The result of a low-wage economy is visited upon children. An astonishing 60% of Alberta children who live below the poverty line have at least one parent in the workforce full time, full year. One in five full-time working Albertans earns less than $15 an hour and one in four of those is a woman. Sixty per cent of low-wage earners in Alberta are over 25.
I know that many of you on the government side are students of history, in particular of your own party's history in western Canada. I probably do not need to tell you that western economic diversification has been a long-standing mirage for our Conservative governments, both federally and provincially, since Ernest Manning.
Western economic diversification was one of the big reasons why Peter Lougheed, for example, had a policy of upgrading and refining bitumen and natural gas in our province rather than shipping the raw product down the pipeline and shipping the associated manufacturing and other spinoff opportunities to the United States, in his day, and increasingly, in our day, to China. That is why Mr. Lougheed opposed the Keystone XL and other bitumen export lines. It was not the pipeline he opposed. It was what was in it. He shared that position with my employer, the Alberta Federation of Labour.
We take this view of economic diversification and using public policy instruments in order to accomplish it because we see the results of intensifying economic concentration. What are the results?
First, you have a commodity-price roller coaster. During the recession, Alberta went from the lowest unemployment to among the highest. Our social assistance caseloads shot up at the fastest rate in the country. The recession hurt ordinary people. As the energy sector put projects on hold, that increased poverty in Alberta at an astonishing rate. No person in their right mind would predict eternally high global oil prices. Any financial speculator who took that view would immediately find him or herself disabused of most of their earthly comforts and delights, but that is what Alberta, and increasingly all of Canada, is banking on.
The petroleum sector has among the lowest share of labour income as a share of total revenues in any industrial sector. Even with Alberta's housing boom and rising wages, it still has among the weakest wage growth in Canada.
Here's the context for relying on commodity prices. We only derive benefit from commodities in one of three ways. One way we derive benefit is from direct jobs in the petroleum sector, which delivers about 16,500 of these. However, the number of long-term spinoff jobs in upgrading and associated manufacturing processes, plastics and so on, is projected by the Petroleum Human Resources Council of Canada to flatline.
The second way we derive benefit from commodities is through royalties and taxes so we can pay for public services and keep the economy stable and running even when a commodity price dips. As we know, it always will. However, Alberta has the lowest royalty and tax take from heavy oil in the world. We lag behind Angola, where extraction companies contend with the cost of sifting through hundreds of thousands of land mines in order to get to the heavy oil deposits they want.
The third way we derive benefit is from whatever we can add to the commodity. Alberta is projected to upgrade only 26% of its bitumen production by 2020, when the provincial government's own policy goal is 65%.
Because we are singularly fixated on extraction jobs, which are in male-dominated fields like power engineers and others, we miss out on many opportunities to have long-term stable employment close to home, which is what women want and need. Someone has to go to work close to home; not everyone can go to Fort McMurray. Someone needs to take the kids to hockey practice.
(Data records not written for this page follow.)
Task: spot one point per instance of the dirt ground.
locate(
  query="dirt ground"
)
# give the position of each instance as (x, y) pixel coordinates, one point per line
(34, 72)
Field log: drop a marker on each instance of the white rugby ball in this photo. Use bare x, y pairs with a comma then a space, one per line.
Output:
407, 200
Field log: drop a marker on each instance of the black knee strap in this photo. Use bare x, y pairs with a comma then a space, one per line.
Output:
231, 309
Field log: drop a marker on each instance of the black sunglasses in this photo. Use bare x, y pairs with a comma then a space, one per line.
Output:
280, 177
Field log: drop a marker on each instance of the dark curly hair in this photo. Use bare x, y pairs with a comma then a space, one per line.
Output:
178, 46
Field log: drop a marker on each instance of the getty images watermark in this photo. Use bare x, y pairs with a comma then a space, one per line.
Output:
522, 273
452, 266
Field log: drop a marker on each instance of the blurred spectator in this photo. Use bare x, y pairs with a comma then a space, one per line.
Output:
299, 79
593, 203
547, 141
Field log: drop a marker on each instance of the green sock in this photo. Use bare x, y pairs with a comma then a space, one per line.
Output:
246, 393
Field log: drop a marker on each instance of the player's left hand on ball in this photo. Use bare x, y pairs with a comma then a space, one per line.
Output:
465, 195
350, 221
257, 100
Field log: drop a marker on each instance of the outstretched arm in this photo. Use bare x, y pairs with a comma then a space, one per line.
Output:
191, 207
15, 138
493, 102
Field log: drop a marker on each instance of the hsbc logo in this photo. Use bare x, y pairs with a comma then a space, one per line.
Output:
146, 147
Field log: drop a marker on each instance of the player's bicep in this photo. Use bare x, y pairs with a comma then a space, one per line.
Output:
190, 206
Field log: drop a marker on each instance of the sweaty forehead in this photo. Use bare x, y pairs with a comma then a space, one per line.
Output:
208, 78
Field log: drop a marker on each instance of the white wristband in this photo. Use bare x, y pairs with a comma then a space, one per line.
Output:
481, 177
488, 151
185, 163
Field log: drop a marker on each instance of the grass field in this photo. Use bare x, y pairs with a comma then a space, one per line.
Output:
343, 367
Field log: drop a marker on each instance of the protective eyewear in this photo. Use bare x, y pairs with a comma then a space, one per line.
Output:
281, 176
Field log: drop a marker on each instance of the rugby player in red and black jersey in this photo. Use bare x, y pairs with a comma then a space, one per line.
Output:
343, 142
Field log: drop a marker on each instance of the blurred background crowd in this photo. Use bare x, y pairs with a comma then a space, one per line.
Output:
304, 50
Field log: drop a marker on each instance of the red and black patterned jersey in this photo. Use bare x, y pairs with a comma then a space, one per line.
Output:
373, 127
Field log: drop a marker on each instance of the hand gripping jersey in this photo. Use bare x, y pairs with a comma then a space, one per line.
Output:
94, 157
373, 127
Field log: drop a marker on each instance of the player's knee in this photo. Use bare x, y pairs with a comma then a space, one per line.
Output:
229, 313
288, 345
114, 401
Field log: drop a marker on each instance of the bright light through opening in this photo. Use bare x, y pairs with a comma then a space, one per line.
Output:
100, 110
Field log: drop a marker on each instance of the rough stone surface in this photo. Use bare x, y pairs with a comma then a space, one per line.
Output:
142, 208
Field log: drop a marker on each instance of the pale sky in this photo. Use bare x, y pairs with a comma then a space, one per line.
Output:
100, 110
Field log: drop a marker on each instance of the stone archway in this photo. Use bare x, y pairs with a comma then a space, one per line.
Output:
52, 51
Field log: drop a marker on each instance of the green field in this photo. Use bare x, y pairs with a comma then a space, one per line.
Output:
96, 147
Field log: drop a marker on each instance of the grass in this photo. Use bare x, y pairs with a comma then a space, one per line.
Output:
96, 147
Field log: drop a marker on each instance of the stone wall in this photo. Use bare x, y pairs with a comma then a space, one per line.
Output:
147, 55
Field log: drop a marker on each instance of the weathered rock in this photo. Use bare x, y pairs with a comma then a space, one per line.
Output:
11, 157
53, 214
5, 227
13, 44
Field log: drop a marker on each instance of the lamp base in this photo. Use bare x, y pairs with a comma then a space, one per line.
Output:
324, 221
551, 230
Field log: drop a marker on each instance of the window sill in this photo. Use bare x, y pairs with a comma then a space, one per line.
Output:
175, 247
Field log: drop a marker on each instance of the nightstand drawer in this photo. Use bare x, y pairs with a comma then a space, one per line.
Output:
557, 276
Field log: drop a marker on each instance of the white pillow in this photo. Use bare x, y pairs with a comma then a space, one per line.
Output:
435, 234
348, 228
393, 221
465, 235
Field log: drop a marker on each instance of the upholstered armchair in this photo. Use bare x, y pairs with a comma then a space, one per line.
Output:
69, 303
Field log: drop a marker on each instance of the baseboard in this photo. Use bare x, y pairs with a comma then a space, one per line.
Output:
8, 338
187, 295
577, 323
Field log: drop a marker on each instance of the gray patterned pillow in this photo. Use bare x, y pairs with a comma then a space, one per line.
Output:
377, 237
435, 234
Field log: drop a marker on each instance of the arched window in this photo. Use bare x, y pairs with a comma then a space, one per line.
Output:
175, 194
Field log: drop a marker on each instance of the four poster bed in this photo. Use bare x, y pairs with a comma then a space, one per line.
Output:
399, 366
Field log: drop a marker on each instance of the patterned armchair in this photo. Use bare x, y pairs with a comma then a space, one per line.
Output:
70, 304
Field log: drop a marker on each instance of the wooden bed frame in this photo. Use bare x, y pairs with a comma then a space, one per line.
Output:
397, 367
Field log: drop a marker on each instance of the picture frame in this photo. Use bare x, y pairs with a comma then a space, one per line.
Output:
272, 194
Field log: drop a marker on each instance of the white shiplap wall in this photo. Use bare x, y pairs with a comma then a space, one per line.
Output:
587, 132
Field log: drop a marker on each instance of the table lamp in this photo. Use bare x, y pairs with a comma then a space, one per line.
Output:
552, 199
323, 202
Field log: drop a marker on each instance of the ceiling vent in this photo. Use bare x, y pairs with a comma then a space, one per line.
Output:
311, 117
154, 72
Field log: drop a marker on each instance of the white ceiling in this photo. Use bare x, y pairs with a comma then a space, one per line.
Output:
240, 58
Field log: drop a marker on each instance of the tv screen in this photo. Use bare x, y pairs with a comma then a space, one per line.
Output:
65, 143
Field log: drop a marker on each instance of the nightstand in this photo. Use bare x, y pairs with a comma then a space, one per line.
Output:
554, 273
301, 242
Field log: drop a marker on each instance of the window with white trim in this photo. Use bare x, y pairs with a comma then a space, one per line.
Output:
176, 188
We can use this bounty of natural resources well, to upgrade the resources here and to diversify the economy. We can ensure that we are getting our fair share so that we can take that money and use public policy instruments to incentivize a different kind of economy. We're building green technology, retrofitting buildings close to home, and making a sustainable economy where someone is home in the evening to put supper on for the kids.
We can ensure that we have the money for good child care and the jobs that will carry us through the next century, not the next business cycle. We can ensure that we have the right budget amounts going to the right places, and that we can address systemic poverty and inequality. But we cannot do that on a roller coaster.